I wondered idly as I waited for the president to arrive about the conclusions he might have drawn from the books, if he had read them; about the preoccupations and strange intersections of the lives of royalty, politicians and celebrities in the West. The powerful classes in Europe and the United States live, at least partly, in public. But what goes on when the president, his siblings and his cousins talk business, which these days means the conduct of the war, is a family matter.
President Assad disappears from Syrian television for weeks on end. His wife, Asma, who grew up in a Syrian family in London, is rarely seen on the news, though she has a presence on Instagram.
When the president's aides told me he had arrived, I was taken across a polished floor from the library to a sitting room, more intimate than the majlis but still large. I was expecting the president to exhibit some sign of strain. But he had not noticeably changed since the last interview I had done with him, in 2010, five months or so before Mohamed Bouazizi, a vegetable seller in Tunisia, immolated himself outside the governor's office in his dusty home town, setting off the chain of events that is still shaking the Middle East.
President Assad ushered me to a cluster of sofas and armchairs at one end of the room before the proper interview started.

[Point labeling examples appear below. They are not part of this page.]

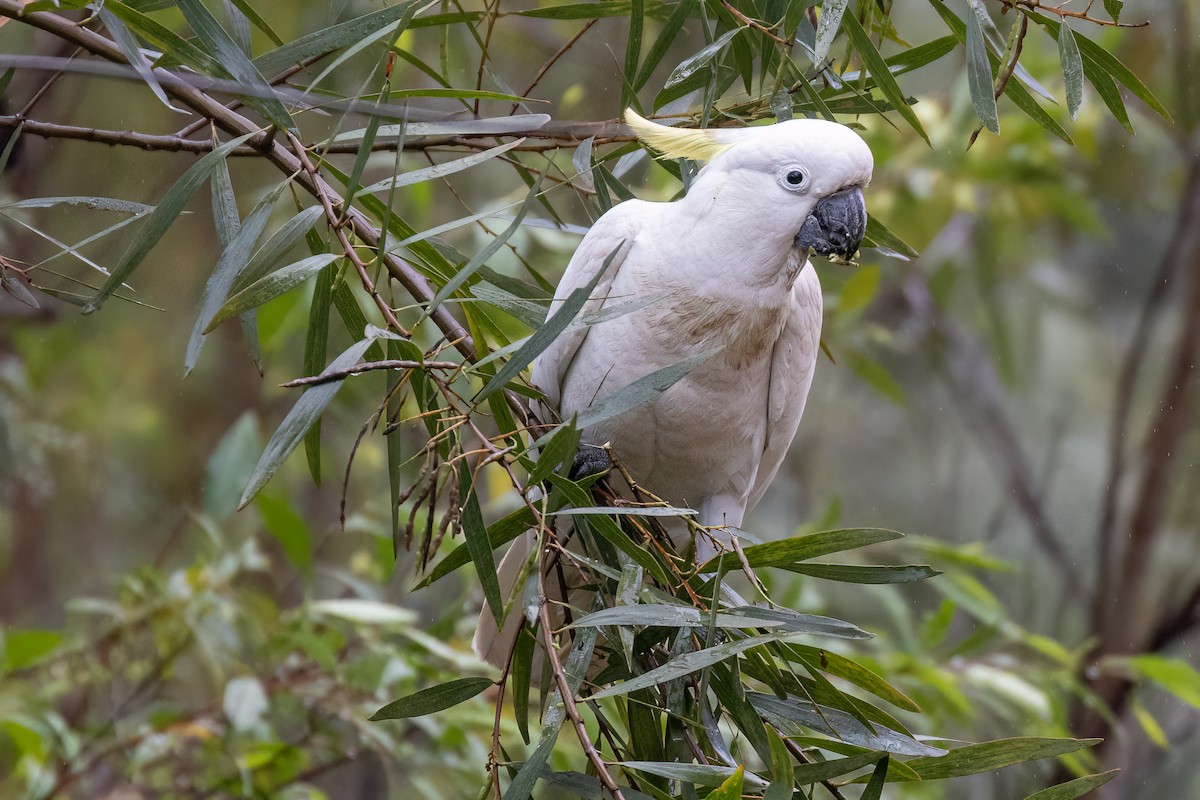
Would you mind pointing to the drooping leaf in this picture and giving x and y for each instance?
(1077, 788)
(879, 70)
(521, 787)
(161, 218)
(270, 287)
(832, 12)
(865, 573)
(874, 789)
(693, 64)
(797, 717)
(985, 757)
(685, 665)
(298, 421)
(235, 62)
(1072, 68)
(701, 774)
(132, 53)
(331, 38)
(786, 552)
(289, 528)
(478, 542)
(979, 70)
(432, 699)
(550, 330)
(233, 258)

He talked about how fast the region was changing. He blamed Saudi Arabia most for the catastrophe that has been breaking over Syria for almost four years; for arming and financing rebel groups; and for the Wahhabi variant of Islam, which provides an ideology for the jihadists. It made no difference, he said, that the Saudis have rounded up thousands of jihadist suspects inside the kingdom. It was simply a sign that they had lost control of their own creation. Islamic State would not rest until its self-declared caliphate included Mecca and Medina. Assad's views on jihadists and Saudi Arabia would not have been out of place at a think tank in Washington, D.C.

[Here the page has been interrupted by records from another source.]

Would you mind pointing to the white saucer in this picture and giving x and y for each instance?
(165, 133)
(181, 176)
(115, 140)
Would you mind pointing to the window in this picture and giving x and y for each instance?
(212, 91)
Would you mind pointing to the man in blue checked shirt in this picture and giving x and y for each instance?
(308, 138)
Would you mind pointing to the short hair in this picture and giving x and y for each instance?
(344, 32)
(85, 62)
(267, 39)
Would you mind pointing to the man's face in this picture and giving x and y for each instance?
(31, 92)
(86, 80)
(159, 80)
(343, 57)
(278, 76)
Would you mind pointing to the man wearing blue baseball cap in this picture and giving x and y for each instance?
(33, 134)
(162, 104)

In person, Bashar Al Assad, who is a trained ophthalmologist, is extremely courteous. It is difficult not to have a polite conversation with him. He smiles quite a lot and stands back to let others enter or leave a room first. And although he can look awkward in photographs he is self-possessed. He must have experienced great strain in these four years of war. Western leaders often age noticeably in office, even enclosed in cocoons of security in cities without the Damascus daily soundtrack of artillery fire. Compare pictures of the candidate Barack Obama with those of the man heading for the end of his second term. But President Assad, who is 49, did not seem to have been worn away much, physically, by the past few years.
What have changed are the questions that he has to answer, and his position in the world. I reminded him of the obligations of belligerents, under the laws of war, to protect civilians. He offered a vigorous defense of the behavior and actions of the Syrian armed forces and his own conduct throughout a war that has led to the death of as many as 200,000 people and to several millions becoming refugees. He rejected evidence that there was a period of peaceful demonstrations in the spring of 2011 before the shooting started. In fact, he insisted, protesters had used deadly force from the start; the proof was the number of policemen who were killed in the first few months of fighting.
The president's most controversial statement to me was a flat denial that Syrian forces had used barrel bombs—large tubs of explosive and projectiles dropped from helicopters—against areas where civilians could be killed. The attacks have been well documented. I have seen the aftermath of the kinds of explosion they cause in Douma, a rebel-held suburb of Damascus. President Assad also dismissed as "propaganda" statements by the United Nations that his government was blocking humanitarian access to besieged areas. He showed every sign of believing what he said. His position is that he is fighting terrorism that is inspired and funded by foreigners and driven by extremist religious ideology, and that the rest of the world needs to come round to his way of thinking. I asked about the allegation that his men have left IS alone and have moved to eliminate the middle ground by concentrating on the armed groups that are favored by the West. I suggested he had done it to offer Syrians a false choice, between his regime and the jihadists. He denied it, unsurprisingly.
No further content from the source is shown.